Les commentateurs ont surtout mis en évidence le « relookage » graphique de la maquette (plus aérée, avec plus de « blanc » dans la page), le passage à la couleur dans toutes les pages (pour les habitants de Paris et Nancy uniquement, pour le moment), la refonte du « déroulé » du journal (avec les dix premières pages consacrées aux « choix éditoriaux de la rédaction » : l’événement, histoire du jour, le Contrejournal, Instantané).

La nouvelle rubrique « Le Contrejournal » (en porte-folio ci dessous) retient surtout l’attention. Elle laisse la place à « l’actualité vue par les lecteurs et les libénautes », et propose un regard original, « Le Making-of », qui se penche sur « les coulisses de libé ». Aujourd’hui, Didier Pourquery, directeur délégué de la rédaction, raconte le débat interne au journal sur la question de savoir s’il faut publier ou pas les rumeurs de divorce au sein du couple Sarkozy.

Un dialogue entre lecteurs et journal

Ce Contrejournal n’est pas sans rappeler « Le journal des lecteurs » de Marianne, pour ce qui est de la parole donnée aux lecteurs, et n’est donc pas fondamentalement nouveau dans son principe.

La nouveauté est dans un choix « éditorialisé » de ces commentaires de lecteurs. L’un d’entre eux est placé sous la rubrique « Coup de gueule » (aujourd’hui sur les OGM). Deux commentaires opposés sont mis en scène sous une rubrique « D’accord pas d’accord » (aujourd’hui sur l’embargo contre la Birmanie). Enfin, un véritable débat entre lecteurs est proposé sur le thème « Sans-papiers : rafle, ou pas rafle ? » Ces commentaires sont issus du nouveau blog du Contrejournal.

Le journaliste, animateur du débat

Ces contributions ont été sélectionnées par un journaliste de la rédaction, qui assume ce choix. Il le présente dans une petite introduction et il le signe : « propos recueillis par Karl Laske ». Il est assez nouveau en France de voir un journaliste assumer ce rôle de « modérateur du débat entre lecteurs », en plongeant dans les fils de commentaires reçus sur le site du journal, pour en faire ressortir les plus intéressants.
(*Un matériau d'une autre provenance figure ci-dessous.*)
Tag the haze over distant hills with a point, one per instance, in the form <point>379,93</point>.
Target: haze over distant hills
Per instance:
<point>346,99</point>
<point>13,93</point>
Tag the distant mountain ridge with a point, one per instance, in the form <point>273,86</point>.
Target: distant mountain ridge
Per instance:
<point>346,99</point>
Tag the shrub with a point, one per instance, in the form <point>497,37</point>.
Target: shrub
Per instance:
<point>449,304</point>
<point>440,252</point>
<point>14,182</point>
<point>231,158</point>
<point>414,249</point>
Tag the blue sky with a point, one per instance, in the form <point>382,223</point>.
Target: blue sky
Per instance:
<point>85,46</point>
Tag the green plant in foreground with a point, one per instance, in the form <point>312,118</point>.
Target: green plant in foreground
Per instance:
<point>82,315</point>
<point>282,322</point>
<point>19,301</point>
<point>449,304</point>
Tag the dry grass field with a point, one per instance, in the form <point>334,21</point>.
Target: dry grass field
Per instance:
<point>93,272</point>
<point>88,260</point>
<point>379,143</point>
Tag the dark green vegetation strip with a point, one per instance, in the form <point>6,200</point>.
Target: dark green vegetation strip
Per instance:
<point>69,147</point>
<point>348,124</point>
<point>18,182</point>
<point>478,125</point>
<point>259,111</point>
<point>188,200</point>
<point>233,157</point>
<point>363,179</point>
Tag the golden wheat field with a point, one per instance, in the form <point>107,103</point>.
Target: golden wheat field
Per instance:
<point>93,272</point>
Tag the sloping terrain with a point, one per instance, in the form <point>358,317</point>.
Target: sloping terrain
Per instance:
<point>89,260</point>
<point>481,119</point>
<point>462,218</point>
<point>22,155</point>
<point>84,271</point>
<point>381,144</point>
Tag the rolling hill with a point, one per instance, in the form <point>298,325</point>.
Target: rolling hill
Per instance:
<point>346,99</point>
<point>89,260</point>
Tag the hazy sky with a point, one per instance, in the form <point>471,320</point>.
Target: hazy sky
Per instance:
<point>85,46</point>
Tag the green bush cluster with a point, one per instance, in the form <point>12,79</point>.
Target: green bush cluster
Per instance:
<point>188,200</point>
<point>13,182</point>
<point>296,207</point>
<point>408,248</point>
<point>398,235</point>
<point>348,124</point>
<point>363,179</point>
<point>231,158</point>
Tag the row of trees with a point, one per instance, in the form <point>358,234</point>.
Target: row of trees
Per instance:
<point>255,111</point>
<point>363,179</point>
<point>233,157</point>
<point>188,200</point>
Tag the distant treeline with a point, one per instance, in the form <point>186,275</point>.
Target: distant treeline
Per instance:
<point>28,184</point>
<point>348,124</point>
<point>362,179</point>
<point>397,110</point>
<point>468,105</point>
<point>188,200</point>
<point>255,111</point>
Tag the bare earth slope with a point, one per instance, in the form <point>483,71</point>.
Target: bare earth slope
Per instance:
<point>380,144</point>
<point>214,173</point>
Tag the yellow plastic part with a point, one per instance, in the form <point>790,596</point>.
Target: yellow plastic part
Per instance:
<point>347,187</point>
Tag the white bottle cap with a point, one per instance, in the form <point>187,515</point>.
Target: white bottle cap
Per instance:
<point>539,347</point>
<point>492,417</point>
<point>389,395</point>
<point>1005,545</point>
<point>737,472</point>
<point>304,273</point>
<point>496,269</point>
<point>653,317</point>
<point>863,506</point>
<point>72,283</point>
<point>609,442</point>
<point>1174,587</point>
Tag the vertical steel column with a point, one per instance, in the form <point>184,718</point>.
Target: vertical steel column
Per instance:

Mais la démarche du nouveau Libé est loin de s’arrêter là. Le journal tisse au fil des pages de nombreux liens entre la version papier et la version web.

Plusieurs appels à débat sont ainsi lancés à la suite d’articles publiés sur le papier, invitant les lecteurs à poursuivre le dialogue dans les forums du site.

L’échange web <-> papier fonctionne ainsi dans les deux sens : le papier appelle au débat sur le site web, puis rend compte de ce débat sur le papier (après un travail éditorial des journalistes).

Le web prolonge le papier

Autre relation assumée entre web et papier, et très peu utilisée jusqu’à maintenant par la presse française (même si des expériences de ce genre ont déjà été menées) : le prolongement sur le web de la lecture entamée sur le papier. L’interview du vice-Premier ministre serbe est ainsi disponible en version intégrale sur le web, en version audio, alors que les contraintes de places habituelles sur le papier ne permettent pas d’en publier la totalité.

Le papier ouvre sur le web

Le journal papier n’oublie pas de faire la promotion de son contenu supplémentaire sur le web, en annonçant par exemple la mise en ligne d’un nouveau blog.

Ça pourrait sembler la moindre des choses... Les journaux français témoignent pourtant généralement d’une grande frilosité à renvoyer vers leur propre site web depuis le papier, tant la crainte de la « canibalisation » du papier par le web est encore grande dans les rédactions, selon un principe qui voudrait que « si on les renvoie vers le web, ils ne reviendront pas vers le papier ».

On peut d’autant plus saluer le parti-pris de Libé aujourd’hui, de prendre le risque de la complémentarité plutôt que du canibalisme, que le journal ne se contente pas de renvoyer vers son propre site, mais propose également toute une série de sites web du jour sélectionnés chaque jour par la rédaction :

Ces exemples montrent qu’au-delà du relookage de la version papier (la refonte du site web est promise pour bientôt), cette nouvelle formule témoigne bien d’un début de révolution dans les mentalités, du commencement d’un profond changement de culture professionnelle de la part des journalistes, dans leur manière d’appréhender les relations entre les éditions web et papier de leur journal.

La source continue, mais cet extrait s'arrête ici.